The Perfect Cabinet Paint Job In 5 Steps

Finding the perfect paint for kitchen remodeling

Cabinet paint is all the rage these days. Stained cabinets are out and it seems like everywhere we turn there are painted shaker cabinets in their place. This puts the trendy homeowner of an older house in a conundrum: “Do I replace my cabinets or paint the one’s I have?” Well, unless they plan on cracking open a can of worms (ie. countertops, backsplash, plumbing, fixtures, etc.) and turning their $8,000 cabinet paint job into a $27,000 kitchen remodel, this homeowner usually settles on painting the cabinets they have. And that’s great! Going this route can turn out excellent. However, there are tried and true steps to a successful cabinet paint job. This is why hiring a professional with a track record of cabinet paints that last and don’t chip and look beautiful is advisable. In other words, this is not a DIY project you should take on if you want a showroom finish. However, by knowing the overall process of a successful cabinet paint job, you can vet a contractor to be sure that they know what they are doing.

Cabinet Paint, Dakine

Step 1, Job Site Prep

We start by prepping the floors and countertops. Then your cabinet doors and drawers are removed and labeled to keep things organized. All hardware will be removed at this point as well. Once the doors and drawers are all removed, all of the cabinet box faces, walls, appliances, windows, and ceiling will be prepped with tape, plastic, and paper.

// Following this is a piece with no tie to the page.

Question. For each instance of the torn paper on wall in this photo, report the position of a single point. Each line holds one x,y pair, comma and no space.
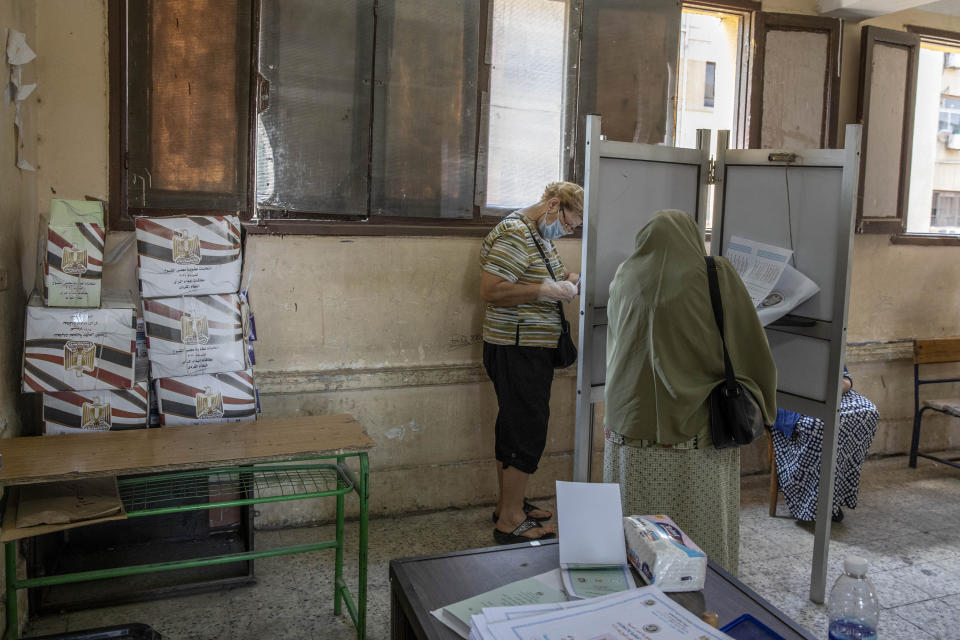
19,53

This is in preparation for spraying; in essence your kitchen is being turned into a spray booth. Your kitchen will be fully enclosed from floor to ceiling. Expect for your kitchen to be mostly unusable for about 3 days once work begins.

At this point the cabinet doors and drawers are taken to our shop where they will be further prepped and painted in our spray booth. The cabinet box faces will be prepped and painted separately. We will get into that process in step 2.

Step 2, Paint Prep

Now that the work area has been prepped and the doors and drawers are in our shop, the paint prep process begins. We start by cleaning all painted surfaces with TSP to remove any grime and grease. Then we move on to sanding. The goal is to roughen the surfaces which will receive paint in order to achieve high adhesion. We use 220-320 grit sandpaper. Do not expect to see the surfaces sanded down to raw wood. This is just to give the primer and paint more surface area to stick to.

Paint Prep, Dakine Services

Step 3, Primer

Now the primer is applied. We spray Zinsser BIN shellac primer in most all situations. Shellac primer is the most durable primer product for this application and will stand up to kitchen related wear and tear like slamming cabinets, dropped dishes, and toe kicks. We always spray cabinet paint. There is no way to get a smooth, showroom finish with a roller or brush no matter what someone tells you. Some painters will thin the primer and paint and apply with a brush or roller. However, while the thinner allows the paint/primer to “lay down”, the hardening of the primer and overall durability of the finish are diminished in the process of thinning it.

After the first coat of primer dries, we apply a second coat to all surfaces. Then, to prepare for paint we sand all surfaces again.

Step 4, Paint

After wiping all surfaces down with microfiber towels to remove any dust from sanding, we paint. We spray Benjamin Moore ADVANCE, a top shelf hybrid product. Again, we always spray and we always do two coats. Now your cabinets are painted. At this point we de-prep your kitchen to allow you access to the space again. However, it will take 3-6 days for the paint to initially cure (up to 30 days to fully cure) so we always talk home owners about being very careful not to knock the cabinet surfaces at all. In some cases, the home owner may prefer to leave all surfaces prepped for the duration of the initial curing period just to be safe.

Painting Surfaces Dakine Services

Step 5, Install

At this point everything has finished initially curing and your doors and drawers are returned. If you have chosen to update the hardware, the pulls and hinges will be replaced this point which can often involve conversion from one hole to two hole pulls which will take place on site as the door are being reinstalled. Fine tuning adjustments will be done so that all doors are level and symmetrical. We also always reinstall your doors and drawers with bumpers to avoid chips or scratches down the road.